Le premier truc que je fais en sortant c’est acheter Seppuku. Pas facile d’accès quand après avoir lu l’article un peu bêtement tu t’attends à du gros rock. Plein de synthés et une petite voix pas bien costaude. Petit à petit tu te laisses attraper et tu décroches plus.
J’imagine que les nécros sont bouclées depuis pas mal de temps déjà et que demain l’éloge sera unanime pour le soldat inconnu. Et bah ce sera amplement mérité ! Je suis triste, c’est encore une partie de moi qui s’effrite et se casse la gueule. T’avais pas le droit de partir Mister Dark.

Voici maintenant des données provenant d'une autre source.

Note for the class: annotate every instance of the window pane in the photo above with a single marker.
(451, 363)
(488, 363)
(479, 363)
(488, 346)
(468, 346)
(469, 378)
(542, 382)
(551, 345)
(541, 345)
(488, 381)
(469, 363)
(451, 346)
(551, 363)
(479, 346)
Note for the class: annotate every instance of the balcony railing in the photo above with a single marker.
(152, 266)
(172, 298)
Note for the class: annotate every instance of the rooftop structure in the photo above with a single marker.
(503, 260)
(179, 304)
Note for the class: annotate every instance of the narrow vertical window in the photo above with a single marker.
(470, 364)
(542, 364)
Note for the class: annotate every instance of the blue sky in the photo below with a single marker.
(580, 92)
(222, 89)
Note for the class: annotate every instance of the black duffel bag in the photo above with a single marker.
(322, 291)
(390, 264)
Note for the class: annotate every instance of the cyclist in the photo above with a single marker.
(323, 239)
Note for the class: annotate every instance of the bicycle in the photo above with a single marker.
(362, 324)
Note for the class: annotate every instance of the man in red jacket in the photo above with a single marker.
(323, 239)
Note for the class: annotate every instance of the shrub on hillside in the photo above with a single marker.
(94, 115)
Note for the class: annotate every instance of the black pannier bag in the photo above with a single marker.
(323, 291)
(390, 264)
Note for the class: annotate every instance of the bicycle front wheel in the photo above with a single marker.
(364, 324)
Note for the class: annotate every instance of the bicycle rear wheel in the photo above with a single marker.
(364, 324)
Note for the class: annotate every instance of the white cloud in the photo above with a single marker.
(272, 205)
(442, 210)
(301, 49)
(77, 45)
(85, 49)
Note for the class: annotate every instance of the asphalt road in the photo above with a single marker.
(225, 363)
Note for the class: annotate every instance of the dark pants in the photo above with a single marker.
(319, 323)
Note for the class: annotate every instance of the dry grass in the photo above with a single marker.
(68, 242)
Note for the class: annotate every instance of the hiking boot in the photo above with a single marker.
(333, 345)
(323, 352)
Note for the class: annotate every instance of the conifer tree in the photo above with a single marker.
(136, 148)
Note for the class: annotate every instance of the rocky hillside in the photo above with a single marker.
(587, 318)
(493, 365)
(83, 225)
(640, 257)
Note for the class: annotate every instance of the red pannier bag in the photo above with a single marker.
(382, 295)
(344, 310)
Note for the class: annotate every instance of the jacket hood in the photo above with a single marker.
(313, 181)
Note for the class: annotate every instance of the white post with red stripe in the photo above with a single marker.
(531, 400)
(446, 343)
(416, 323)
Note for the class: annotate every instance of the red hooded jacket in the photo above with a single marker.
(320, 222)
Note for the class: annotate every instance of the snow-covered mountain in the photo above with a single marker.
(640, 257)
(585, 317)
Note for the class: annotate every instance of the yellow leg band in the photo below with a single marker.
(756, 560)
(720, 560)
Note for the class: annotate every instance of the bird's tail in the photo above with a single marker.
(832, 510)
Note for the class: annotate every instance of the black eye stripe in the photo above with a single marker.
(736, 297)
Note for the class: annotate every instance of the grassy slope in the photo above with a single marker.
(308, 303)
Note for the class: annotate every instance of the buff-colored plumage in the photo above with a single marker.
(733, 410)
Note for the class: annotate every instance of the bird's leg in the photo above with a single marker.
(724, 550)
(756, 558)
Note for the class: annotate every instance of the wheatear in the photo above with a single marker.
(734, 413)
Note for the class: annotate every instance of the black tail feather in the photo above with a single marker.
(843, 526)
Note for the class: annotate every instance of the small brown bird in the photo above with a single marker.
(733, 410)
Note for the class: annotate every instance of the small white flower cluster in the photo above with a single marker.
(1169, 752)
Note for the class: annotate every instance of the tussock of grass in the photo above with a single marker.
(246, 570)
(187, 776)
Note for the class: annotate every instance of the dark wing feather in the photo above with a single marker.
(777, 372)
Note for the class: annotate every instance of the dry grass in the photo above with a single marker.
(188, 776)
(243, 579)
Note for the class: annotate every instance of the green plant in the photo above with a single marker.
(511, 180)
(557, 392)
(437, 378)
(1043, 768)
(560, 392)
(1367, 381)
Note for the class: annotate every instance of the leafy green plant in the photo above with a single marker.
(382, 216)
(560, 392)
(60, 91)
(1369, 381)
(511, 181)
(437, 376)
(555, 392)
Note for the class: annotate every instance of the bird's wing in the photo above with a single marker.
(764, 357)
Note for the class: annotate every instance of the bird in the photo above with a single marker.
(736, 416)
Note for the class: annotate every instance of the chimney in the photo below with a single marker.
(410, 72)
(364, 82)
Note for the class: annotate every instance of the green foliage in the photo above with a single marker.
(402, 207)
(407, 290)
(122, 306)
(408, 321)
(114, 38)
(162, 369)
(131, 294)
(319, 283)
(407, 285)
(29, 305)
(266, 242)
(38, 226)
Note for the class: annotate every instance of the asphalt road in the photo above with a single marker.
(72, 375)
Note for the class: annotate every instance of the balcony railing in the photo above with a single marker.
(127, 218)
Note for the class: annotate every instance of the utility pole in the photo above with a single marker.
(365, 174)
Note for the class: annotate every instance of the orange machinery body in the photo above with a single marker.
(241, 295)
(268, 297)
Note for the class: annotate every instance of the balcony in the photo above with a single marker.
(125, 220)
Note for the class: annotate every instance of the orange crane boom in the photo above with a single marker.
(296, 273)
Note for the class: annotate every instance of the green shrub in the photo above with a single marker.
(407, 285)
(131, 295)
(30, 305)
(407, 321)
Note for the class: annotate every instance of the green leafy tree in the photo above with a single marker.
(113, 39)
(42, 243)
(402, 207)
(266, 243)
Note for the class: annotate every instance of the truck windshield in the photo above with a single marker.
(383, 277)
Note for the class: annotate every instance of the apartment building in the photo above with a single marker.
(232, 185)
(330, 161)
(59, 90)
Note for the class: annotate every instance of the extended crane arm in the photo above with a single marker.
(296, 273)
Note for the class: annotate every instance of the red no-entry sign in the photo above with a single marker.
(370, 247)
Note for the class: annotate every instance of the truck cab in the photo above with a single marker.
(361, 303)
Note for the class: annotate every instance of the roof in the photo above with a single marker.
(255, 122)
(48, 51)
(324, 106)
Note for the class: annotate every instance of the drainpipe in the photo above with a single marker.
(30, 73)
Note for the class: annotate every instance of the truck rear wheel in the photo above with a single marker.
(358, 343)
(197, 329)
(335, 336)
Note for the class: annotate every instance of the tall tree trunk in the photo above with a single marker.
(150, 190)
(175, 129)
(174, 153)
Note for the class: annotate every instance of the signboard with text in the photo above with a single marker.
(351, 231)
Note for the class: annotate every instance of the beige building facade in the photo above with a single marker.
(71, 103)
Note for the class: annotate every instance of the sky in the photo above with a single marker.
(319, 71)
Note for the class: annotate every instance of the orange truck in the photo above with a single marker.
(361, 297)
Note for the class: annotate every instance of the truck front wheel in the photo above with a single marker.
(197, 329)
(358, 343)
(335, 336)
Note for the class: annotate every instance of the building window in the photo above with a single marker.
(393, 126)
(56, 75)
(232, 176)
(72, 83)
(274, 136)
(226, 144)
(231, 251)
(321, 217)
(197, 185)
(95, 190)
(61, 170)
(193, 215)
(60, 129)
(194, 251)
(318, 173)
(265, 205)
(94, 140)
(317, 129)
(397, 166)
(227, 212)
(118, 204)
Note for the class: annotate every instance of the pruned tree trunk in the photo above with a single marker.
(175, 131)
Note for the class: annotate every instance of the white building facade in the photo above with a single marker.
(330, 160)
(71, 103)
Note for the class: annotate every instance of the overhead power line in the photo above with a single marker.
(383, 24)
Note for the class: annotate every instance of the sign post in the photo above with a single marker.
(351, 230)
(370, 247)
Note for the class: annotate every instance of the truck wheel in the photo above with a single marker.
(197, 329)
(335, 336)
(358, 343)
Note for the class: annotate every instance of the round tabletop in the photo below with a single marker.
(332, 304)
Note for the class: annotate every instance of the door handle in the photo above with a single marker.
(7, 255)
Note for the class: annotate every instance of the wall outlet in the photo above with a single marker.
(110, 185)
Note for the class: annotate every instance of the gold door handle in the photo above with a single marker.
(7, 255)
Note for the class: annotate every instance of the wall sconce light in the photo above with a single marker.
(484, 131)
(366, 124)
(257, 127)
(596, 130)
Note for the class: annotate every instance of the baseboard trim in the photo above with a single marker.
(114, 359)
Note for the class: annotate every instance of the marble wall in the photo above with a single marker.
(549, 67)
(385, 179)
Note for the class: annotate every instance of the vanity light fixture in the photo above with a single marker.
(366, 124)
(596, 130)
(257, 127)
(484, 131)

Cette nuit, c’est pas le blabla des nécros mais tes poumons qui m’apparaissent sous la forme de deux micros galaxies phosphos en suspension au pied de mon lit. Comme s’ils me transmettaient ton souffle perdu que j’imagine court et rauque pour me dire de foncer, de continuer à écrire et espérer parce que les portes fermées se défoncent à grands coups de pompes. Merci donc.
» Les mecs qui font du rock sans vouloir être des stars sont un peu comme des ornithorynques ou les Bérurier Noir. Je n’ai pas fait d’études sur eux mais quand tu fais du rock, il faut être une star au sens Warhol. Iggy est une star, je suis une star, je le sais et les autres le sauront. Quand tu veux devenir quelque chose, tu le deviens. «
» Quand tu veux devenir quelque chose, tu le deviens. » Ouais Daniel !
Quand je dors, j’te jure… me vient de ces trucs.